О Марине Цветаевой. Воспоминания дочери
Шрифт:

Не писала тебе все время из-за какого-то внутреннего оцепенения, которое по-настоящему прекратится только тогда, когда я получу от тебя первые после болезни строки. Все время думала о тебе и с тобою и все свои силы присоединяла к твоим, чтобы скорее побороть болезнь. Это не слова.

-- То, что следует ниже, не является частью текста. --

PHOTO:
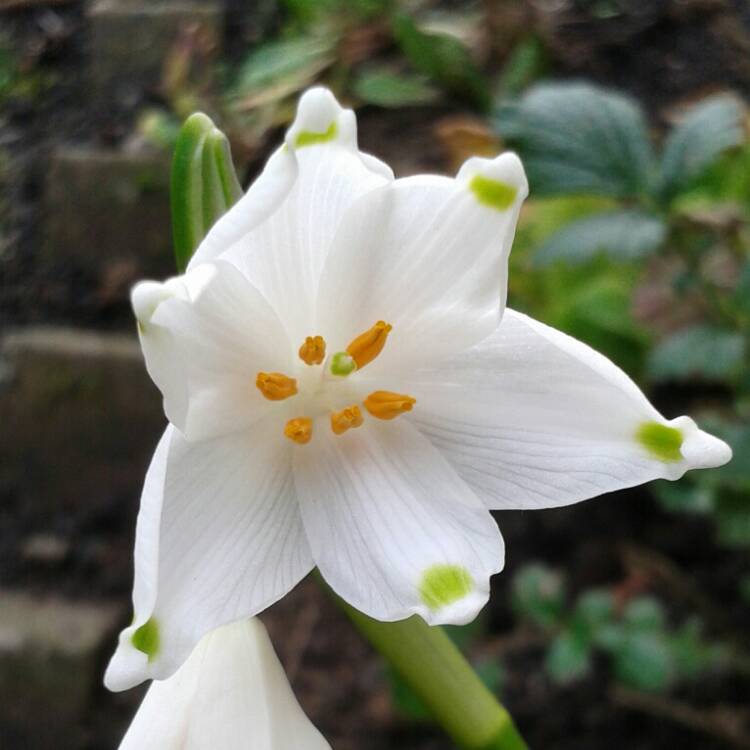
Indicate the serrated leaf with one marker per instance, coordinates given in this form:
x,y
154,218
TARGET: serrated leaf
x,y
594,608
444,59
384,88
578,138
203,184
539,594
621,235
708,129
701,351
568,658
643,661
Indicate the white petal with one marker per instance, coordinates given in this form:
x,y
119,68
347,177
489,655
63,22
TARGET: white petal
x,y
391,526
429,256
260,201
219,537
531,418
205,337
283,257
231,694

А так у меня все по-прежнему. Зима в этом году, кажется, особенно лютая, все время около 40°, несколько дней доходило до 50°, и все время ветры. Мы обе на работе с утра до вечера, придешь, а дома все промерзло и снег выступил на стенах. К счастью, печка у нас хорошая, сразу дает тепло. Еще больше холода донимает темнота, день настолько короткий, что о нем и сказать нечего. С утра и до ночи керосиновые лампы, только в редкие солнечные дни как бы рассветает ненадолго. Очень устают глаза, да и вообще все устает от холода и темноты, от их неизбежности и однообразия. Однообразно здесь все, редки просветы нового или чего-то, по-новому увиденного. Поэтому всегда — здесь особенно радуют праздники, это по-настоящему «красные» дни, в лозунгах и знаменах, дни, с красной строки вписанные в белым-белые страницы зимы. Я живу так далеко от всего, что перестала ощущать и понимать

расстояния, объемы, размеры. Стоишь на высоком берегу и только и чувствуешь, что спиной упираешься в полюс, лицом — в Москву, головой — в небо. Все близко, просто и ведомо, и аравийские восходы над ледяной пустыней, и звёздные дожди, и… и… и… Кстати, об «и», я прочла «За правое дело», все, кроме окончания. Не могли не понравиться отдельные места, и не могла не разочаровать вся книга в целом. Рассыпчатая она, без стержня, без хребта, без героя — записная книжка, а не книга. Гроссман, конечно, талантлив и бесспорно наблюдателен, но меня всегда раздражает такая форма повествования (вот у Эренбурга, например, да и у многих, начиная, кажется, с Дос-Пассоса) — будто бы автор сценарий пишет, заранее представляя себе, как все это будет выглядеть на экране. А некоторые вещи как-то (с моей точки зрения) бестактны — как, например, одна подруга прикалывает другой брошку, там, в бомбоубежище, чувствуя, что больше они не встретятся. Накинь одна пожилая женщина другой платок на плечи, вот уже правдоподобно, а брошечку могла восемнадцатилетняя восемнадцатилетней же приколоть — тем брошка и ценность и память даже при бомбардировке. И кроме того, мне кажется, не характерно для интеллигенции подчеркивать прощальность встречи. Пусть ты знаешь, что навсегда, а другому, близкому, ни за что не покажешь, чтобы он не знал, не почувствовал, чтобы ему легче было. И много-много такого как-то огорчило меня в этой книге-хронике. Вернее всего — придираюсь, смотрю со своей колокольни, я бы, мол, не так сделала, я бы по-другому написала… А отдельные места хороши, хороша разговорная речь, природа.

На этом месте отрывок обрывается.